In September, Timothy Sandefur, vice president of litigation at the Goldwater Institute, spoke at the Cato Institute, another libertarian think tank based in Washington, D.C., about the 40th anniversary of ICWA., Mary Katherine Nagle of Pipestem Law checked the facts and Sandefur’s analysis of them and provided context to some of the statements. Skip to the first fact check.
Sandefur: Thank you very much, Walter, and thank you for hosting us today.
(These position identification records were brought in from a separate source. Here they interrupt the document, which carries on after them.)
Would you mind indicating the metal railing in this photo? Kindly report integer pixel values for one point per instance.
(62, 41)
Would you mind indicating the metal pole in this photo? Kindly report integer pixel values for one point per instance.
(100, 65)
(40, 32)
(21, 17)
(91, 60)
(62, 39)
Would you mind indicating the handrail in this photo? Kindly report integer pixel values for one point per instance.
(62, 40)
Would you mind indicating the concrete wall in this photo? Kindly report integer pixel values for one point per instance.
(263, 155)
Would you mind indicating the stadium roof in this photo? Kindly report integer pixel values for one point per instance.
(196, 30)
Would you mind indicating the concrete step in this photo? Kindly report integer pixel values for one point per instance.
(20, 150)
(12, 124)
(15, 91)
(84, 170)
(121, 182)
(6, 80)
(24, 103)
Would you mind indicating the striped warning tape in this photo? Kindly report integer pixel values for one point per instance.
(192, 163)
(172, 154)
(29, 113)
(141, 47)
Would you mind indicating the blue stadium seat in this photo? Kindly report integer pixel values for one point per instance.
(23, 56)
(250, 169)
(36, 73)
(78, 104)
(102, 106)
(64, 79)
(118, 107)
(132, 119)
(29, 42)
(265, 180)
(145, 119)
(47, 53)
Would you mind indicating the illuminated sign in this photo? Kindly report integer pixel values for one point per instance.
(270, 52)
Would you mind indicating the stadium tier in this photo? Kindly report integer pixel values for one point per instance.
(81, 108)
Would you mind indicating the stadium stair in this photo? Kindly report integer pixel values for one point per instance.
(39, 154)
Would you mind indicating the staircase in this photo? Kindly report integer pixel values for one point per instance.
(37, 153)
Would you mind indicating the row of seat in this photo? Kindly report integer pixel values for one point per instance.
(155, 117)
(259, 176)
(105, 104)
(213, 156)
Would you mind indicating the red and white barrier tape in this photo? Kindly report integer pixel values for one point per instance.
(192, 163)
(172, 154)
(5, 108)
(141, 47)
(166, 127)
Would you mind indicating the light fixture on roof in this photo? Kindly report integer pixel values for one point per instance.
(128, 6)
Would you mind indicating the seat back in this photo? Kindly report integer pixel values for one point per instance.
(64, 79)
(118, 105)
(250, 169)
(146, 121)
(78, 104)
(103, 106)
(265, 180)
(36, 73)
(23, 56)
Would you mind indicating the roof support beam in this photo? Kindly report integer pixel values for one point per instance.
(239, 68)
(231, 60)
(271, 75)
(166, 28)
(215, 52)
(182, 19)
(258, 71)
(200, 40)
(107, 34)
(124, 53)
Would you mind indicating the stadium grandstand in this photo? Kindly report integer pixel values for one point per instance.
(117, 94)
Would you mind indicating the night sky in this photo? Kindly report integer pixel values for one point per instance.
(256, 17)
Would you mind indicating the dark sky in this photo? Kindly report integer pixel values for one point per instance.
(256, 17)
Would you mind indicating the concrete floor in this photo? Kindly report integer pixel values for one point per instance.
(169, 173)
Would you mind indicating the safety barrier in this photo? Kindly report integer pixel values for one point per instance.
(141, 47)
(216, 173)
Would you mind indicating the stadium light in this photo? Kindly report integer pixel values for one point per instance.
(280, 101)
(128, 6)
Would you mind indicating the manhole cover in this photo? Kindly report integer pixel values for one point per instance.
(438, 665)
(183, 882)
I feel very sensibly the difficulty of addressing such a complex statute as ICWA in the short amount of time that I have available, and so I'll try to make my points brief.
We at the Goldwater Institute are litigating or participating in litigation in about a half-dozen cases in state and federal courts on issues relating to ICWA, because of our concern that, due to the compromises that the statute makes between the interests of children and the interests of tribal governments, ICWA actually ends up harming Native American children and their parents in a variety of ways…
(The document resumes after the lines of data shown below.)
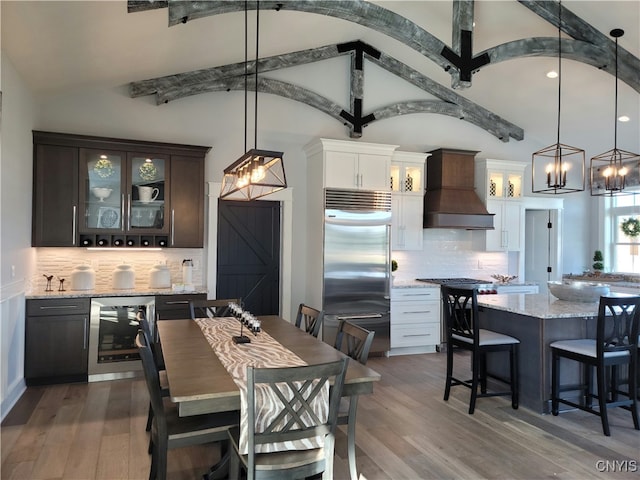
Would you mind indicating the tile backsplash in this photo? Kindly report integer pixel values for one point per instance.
(60, 262)
(450, 254)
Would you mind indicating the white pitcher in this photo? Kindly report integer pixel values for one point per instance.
(147, 194)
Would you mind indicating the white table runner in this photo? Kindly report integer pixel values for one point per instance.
(263, 352)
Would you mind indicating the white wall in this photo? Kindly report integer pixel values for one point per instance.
(17, 258)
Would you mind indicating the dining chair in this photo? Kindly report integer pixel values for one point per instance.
(311, 318)
(295, 389)
(159, 363)
(169, 430)
(462, 328)
(615, 345)
(357, 342)
(211, 308)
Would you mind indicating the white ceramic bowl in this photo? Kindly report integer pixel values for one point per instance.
(83, 278)
(578, 291)
(101, 193)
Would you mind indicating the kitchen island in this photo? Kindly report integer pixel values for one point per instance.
(537, 320)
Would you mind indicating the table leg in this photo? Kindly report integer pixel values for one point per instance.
(221, 469)
(351, 437)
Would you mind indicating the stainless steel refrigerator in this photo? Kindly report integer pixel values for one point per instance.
(357, 263)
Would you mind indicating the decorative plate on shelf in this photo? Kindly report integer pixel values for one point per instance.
(148, 171)
(103, 168)
(108, 217)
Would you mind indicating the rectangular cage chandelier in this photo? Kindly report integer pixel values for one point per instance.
(255, 174)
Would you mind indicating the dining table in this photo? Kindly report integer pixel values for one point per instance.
(199, 382)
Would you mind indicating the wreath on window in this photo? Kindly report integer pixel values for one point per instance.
(631, 227)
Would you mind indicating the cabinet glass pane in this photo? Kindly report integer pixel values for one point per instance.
(496, 184)
(103, 208)
(147, 193)
(396, 171)
(514, 186)
(413, 179)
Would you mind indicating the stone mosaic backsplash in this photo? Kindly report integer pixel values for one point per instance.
(60, 262)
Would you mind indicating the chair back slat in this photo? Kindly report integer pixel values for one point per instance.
(291, 392)
(617, 325)
(311, 318)
(211, 308)
(357, 341)
(152, 379)
(460, 307)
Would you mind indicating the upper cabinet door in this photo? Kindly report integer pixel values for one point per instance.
(102, 190)
(55, 196)
(148, 193)
(357, 170)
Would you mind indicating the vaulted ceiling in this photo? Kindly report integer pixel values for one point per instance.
(494, 77)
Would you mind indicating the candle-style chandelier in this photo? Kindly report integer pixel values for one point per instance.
(558, 168)
(610, 170)
(257, 172)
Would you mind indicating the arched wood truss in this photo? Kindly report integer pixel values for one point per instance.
(587, 45)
We have a lawsuit currently pending in the 9th Circuit Court of Appeals right now, aside from the cases in Texas — the Brackeen case that [Mathew McGill of Gibson, Dunn & Crutcher] will talk about and other cases — that raise a whole host of issues, and I won’t have time to get to them all, so I'll urge you all if you’re interested to pick up a copy of the pamphlet that I've left out on the table that is a shortened version of a law review article I published last year that covers other issues I won’t have time to discuss.
When you discuss the issues of ICWA, I don’t know if any of you were at the Supreme Court event on Monday when Attorney General of Arizona Mark Brnovich was speaking, but there was a question that I asked him via the internet about ICWA, and he did what often happens when this issue is raised, and that is he talked about the history, about the unjustified removal of Native American children from their parents and their placement in boarding schools for a long period of American history, all of which is certainly deplorable but all of which also has nothing to do with the issues that are raised in the litigation that we’re talking about. It doesn't relate to the way that ICWA provides a separate and substandard set of rules for a particular racial category of Americans.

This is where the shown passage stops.